Young Paris is an up-and-coming entrepreneur who has made waves in the fashion industry. Born and raised in Chicago, the young entrepreneur creates unisex streetwear with a socially conscious message. The company is committed to giving back to the communities through its  1% for Change program.

Young Paris has also been committed to building bridges in the music industry, which led him to form NFT Company, his own record label. He’s helped launch the careers of some of today’s most respected artists, including Tink and Ravyn Lenae.

Legacy of Black Entrepreneurship

The black community has a lot of people to thank when it comes to entrepreneurship. From innovating new businesses to creating jobs, the black community has been instrumental in shaping our current economic landscape.
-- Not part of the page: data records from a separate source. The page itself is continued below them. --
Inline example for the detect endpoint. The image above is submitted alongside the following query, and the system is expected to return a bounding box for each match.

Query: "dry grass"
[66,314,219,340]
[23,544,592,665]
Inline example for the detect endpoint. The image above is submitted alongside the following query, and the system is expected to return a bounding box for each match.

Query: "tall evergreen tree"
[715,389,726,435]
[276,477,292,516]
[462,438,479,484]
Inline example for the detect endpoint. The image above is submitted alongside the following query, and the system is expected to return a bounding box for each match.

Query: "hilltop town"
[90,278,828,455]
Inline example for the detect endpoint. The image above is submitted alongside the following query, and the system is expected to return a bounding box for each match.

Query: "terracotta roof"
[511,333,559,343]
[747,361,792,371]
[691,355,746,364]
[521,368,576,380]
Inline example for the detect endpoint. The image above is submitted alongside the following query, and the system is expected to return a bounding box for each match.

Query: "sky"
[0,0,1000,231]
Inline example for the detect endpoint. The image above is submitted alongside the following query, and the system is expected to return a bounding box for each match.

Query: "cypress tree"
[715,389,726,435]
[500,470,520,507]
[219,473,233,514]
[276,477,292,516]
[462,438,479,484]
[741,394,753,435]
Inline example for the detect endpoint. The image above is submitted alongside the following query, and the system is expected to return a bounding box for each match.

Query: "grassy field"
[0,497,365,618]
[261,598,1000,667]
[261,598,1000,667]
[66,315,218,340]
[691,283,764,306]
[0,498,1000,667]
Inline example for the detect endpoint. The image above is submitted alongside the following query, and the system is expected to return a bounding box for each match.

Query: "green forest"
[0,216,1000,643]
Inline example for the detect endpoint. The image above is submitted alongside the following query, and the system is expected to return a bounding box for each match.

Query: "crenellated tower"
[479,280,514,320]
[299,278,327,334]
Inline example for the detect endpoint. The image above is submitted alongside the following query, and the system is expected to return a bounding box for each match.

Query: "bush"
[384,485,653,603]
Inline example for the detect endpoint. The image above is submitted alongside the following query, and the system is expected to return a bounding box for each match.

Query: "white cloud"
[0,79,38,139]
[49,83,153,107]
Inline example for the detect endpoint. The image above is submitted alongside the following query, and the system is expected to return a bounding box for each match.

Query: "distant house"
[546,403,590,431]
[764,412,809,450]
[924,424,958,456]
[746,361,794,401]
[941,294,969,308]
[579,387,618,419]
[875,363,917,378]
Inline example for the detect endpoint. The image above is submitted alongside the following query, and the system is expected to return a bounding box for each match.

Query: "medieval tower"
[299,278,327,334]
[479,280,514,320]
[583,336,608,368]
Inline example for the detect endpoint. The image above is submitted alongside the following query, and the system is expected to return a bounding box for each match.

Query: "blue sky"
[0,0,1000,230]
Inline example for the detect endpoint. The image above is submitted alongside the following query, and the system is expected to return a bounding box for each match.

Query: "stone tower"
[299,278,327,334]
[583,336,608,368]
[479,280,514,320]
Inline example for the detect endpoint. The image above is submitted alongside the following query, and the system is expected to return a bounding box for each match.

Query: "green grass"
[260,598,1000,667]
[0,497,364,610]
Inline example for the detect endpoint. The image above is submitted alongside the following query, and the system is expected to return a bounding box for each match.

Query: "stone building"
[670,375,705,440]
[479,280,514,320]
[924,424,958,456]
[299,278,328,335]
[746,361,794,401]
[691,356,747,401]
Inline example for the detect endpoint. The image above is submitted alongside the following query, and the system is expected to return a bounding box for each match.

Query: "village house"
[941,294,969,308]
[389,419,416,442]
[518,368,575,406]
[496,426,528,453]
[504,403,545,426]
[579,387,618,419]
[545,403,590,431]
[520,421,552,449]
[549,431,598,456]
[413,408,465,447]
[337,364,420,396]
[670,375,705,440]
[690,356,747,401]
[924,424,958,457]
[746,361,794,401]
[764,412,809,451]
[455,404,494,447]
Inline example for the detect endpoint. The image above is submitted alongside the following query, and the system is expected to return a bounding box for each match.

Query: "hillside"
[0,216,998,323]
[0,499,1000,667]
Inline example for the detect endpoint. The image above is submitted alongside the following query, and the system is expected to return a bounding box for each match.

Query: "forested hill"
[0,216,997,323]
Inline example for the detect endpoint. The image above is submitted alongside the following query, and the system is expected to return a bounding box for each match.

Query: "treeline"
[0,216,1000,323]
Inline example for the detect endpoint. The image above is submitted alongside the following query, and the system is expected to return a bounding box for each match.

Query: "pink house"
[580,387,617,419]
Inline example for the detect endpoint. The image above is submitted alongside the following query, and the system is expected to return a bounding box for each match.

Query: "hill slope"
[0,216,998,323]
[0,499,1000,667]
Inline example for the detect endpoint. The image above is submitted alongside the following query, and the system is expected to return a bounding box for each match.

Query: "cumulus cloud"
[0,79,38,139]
As the black community becomes more prosperous, so does its role as entrepreneurs.

These up-and-coming young entrepreneurs prove that black businesses can have a significant impact on their communities and the world. Here are five great examples of the young black entrepreneurs that are making changes.


As we celebrate Black History and the many contributions of African Americans to the American economy, it is crucial to recognize that entrepreneurship and business ownership is a pillar of Black history. In the spirit of Black History Month, we honor these incredible young entrepreneurs who are making a positive difference in their communities.

With the world as their playing field and the sky as the limit, these young entrepreneurs are making a huge difference in their communities and in the world.

Young Black Entrepreneurs are a powerful force that is changing the game. The numbers don’t lie; of the 2.1 million black-owned businesses in America, 1.9 million are owned by African Americans under the age of 40.

These young entrepreneurs are inspirational change-makers, challenging the status quo and showing us that business is not just a job—it’s a lifestyle.